The  following is composed from answers kindly supplied by Hank Bromley, Karen Coyle, George Oates, and Alexis Rossi from the archive.org team. I have mixed together various helpful replies and retro-fitted them to a howto/faq style summary.

I asked about APIs and data access for descriptions of the many and varied videos in Archive.org. This guide should help you get started with building things that use archive.org videos. Since the content up there is pretty much unencumbered, it is perfect for researchers looking for content to use in demos. Or something to watch in the evening.

To paraphrase their answer, it was roughly along these  lines:

  • you can do automated lookups of the search engine using a simple HTTP/JSON API
  • downloading a lot or everything is ok if you need or prefer to work locally, but please write careful scripts
  • hopefully the search interface is useful and can avoid you needing to do this

Short API overview: each archive entry that is a movie, video or tv file should have a type ‘movie’. Everything in the archive has a short textual ID, and an XML description at a predictable URL. You can find those by using the JSON flavour of the archive’s search engine, then download the XML (and content itself) at your leisure. Please cache where possible!

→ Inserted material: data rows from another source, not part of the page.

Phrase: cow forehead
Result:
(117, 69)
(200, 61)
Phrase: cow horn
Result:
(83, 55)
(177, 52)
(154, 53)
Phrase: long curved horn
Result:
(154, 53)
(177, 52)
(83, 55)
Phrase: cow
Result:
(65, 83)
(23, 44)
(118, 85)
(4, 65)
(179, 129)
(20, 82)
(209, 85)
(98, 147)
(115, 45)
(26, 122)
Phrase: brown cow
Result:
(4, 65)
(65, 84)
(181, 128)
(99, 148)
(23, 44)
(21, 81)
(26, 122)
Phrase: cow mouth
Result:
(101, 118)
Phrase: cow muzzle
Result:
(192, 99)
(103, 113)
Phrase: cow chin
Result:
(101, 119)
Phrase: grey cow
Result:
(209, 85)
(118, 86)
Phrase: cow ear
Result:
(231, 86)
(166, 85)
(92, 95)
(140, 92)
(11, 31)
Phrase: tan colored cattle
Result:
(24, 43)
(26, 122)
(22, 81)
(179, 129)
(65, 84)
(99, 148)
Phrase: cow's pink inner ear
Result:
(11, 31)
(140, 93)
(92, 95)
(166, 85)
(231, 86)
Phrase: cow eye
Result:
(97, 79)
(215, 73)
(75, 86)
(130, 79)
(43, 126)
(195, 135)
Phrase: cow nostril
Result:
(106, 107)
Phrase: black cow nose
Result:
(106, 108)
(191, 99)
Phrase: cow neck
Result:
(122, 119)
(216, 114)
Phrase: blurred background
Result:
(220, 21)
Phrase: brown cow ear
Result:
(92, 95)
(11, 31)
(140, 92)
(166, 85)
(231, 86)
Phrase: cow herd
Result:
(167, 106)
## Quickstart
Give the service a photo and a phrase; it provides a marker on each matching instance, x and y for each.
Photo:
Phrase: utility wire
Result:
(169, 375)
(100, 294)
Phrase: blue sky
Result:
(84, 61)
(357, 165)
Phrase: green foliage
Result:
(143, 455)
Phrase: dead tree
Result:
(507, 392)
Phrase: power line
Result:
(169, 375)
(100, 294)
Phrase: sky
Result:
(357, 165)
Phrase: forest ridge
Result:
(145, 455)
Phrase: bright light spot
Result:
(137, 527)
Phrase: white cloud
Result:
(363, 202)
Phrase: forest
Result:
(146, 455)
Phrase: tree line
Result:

I was also pointed to http://deweymusic.org/ which is an example of a site that provides a new front-end for archive.org audio content – their live music collection. My hope in posting these notes here is to help people working on new interfaces to Web-connected TV explore archive.org materials in their work.

JSON API to archive.org services

See online documentation for JSON interface; if you’re happy working with the remote search engine and are building a Javascript-based app, this is perfect.

We have been moving the majority of our services from formats like XML, OAI and other to the more modern JSON format and method of client/server interaction.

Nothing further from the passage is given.